On 10/17/2013 07:15 AM, Kirill Yukhin wrote:
> +(define_mode_attr ssescalarsize
> +  [(V8DI  "64") (V4DI  "64") (V2DI  "64")
> +   (V32HI "16") (V16HI "16") (V8HI "16")
> +   (V16SI "32") (V8SI "32") (V4SI "32")
> +   (V16SF "16") (V8DF "64")])

Error on V16SF.  Probably better to fill this out.

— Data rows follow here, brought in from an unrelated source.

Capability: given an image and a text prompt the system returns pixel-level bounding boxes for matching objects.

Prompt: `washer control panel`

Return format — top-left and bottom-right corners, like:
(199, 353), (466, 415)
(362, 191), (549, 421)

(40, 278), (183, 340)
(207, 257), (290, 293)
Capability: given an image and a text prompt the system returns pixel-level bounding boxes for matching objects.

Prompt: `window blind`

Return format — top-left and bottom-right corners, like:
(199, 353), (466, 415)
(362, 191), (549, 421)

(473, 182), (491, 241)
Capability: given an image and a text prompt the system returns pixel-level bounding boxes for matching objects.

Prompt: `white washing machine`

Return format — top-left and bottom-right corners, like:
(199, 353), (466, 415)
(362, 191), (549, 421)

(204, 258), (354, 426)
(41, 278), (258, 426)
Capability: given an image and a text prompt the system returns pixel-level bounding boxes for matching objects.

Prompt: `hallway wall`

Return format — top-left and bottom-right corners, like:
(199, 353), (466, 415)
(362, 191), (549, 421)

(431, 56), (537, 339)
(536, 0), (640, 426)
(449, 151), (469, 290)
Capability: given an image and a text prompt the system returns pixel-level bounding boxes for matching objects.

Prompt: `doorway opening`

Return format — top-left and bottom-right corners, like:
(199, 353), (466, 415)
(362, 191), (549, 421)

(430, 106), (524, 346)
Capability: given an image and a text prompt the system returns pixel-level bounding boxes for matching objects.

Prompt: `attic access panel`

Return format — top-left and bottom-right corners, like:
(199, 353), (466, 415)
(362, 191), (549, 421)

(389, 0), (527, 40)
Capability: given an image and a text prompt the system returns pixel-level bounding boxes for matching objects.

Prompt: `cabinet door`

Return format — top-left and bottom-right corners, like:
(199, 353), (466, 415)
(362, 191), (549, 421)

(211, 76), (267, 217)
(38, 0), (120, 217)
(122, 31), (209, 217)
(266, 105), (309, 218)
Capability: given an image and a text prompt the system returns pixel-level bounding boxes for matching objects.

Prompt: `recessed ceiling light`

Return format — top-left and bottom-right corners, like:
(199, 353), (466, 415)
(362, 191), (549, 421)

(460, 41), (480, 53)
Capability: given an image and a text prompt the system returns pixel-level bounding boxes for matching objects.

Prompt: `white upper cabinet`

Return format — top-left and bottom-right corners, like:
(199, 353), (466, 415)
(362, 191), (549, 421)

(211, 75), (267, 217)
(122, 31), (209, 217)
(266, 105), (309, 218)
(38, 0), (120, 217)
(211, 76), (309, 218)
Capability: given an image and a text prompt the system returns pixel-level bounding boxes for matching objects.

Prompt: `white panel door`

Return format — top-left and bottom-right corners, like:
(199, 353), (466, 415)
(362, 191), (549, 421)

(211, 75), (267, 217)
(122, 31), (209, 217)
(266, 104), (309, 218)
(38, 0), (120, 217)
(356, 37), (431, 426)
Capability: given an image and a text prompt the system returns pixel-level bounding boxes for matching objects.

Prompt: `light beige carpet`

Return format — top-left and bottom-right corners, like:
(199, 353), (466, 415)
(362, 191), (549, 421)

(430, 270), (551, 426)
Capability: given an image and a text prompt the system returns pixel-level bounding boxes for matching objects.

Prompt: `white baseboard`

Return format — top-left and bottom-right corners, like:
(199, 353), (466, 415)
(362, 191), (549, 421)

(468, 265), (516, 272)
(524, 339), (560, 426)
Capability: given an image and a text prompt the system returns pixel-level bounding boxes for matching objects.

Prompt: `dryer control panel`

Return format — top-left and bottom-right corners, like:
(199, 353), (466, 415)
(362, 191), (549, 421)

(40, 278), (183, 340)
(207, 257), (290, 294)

> +(define_insn "avx512f_load<mode>_mask"
> +  [(set (match_operand:VI48F_512 0 "register_operand" "=v,v")
> +     (vec_merge:VI48F_512
> +       (match_operand:VI48F_512 1 "nonimmediate_operand" "v,m")
> +       (match_operand:VI48F_512 2 "vector_move_operand" "0C,0C")
> +       (match_operand:<avx512fmaskmode> 3 "register_operand" "k,k")))]
> +  "TARGET_AVX512F"
> +{
> +  switch (get_attr_mode (insn))

Better to just use <sseinsnmode> here, as it's a compile-time constant.

> +    {
> +    case MODE_V8DF:
> +    case MODE_V16SF:
> +      return "vmova<ssemodesuffix>\t{%1, %0%{%3%}%N2|%0%{%3%}%N2, %1}";
> +    default:
> +      return "vmovdqa<ssescalarsize>\t{%1, %0%{%3%}%N2|%0%{%3%}%N2, %1}";
> +    }
> +}
> +  [(set_attr "type" "ssemov")
> +   (set_attr "prefix" "evex")
> +   (set_attr "memory" "none,load")
> +   (set_attr "mode" "<sseinsnmode>")])
> +

> +(define_insn "avx512f_store<mode>_mask"

Likewise.

> +(define_insn "avx512f_moves<mode>_mask"
> +  [(set (match_operand:VF_128 0 "register_operand" "=v")
> +     (vec_merge:VF_128
> +       (vec_merge:VF_128
> +         (match_operand:VF_128 2 "register_operand" "v")
> +         (match_operand:VF_128 3 "vector_move_operand" "0C")
> +         (match_operand:<avx512fmaskmode> 4 "register_operand" "k"))
> +       (match_operand:VF_128 1 "register_operand" "v")
> +       (const_int 1)))]
> +  "TARGET_AVX512F"
> +  "vmov<ssescalarmodesuffix>\t{%2, %1, %0%{%4%}%N3|%0%{%4%}%N3, %1, %2}"
> +  [(set_attr "type" "ssemov")
> +   (set_attr "prefix" "evex")
> +   (set_attr "mode" "<sseinsnmode>")])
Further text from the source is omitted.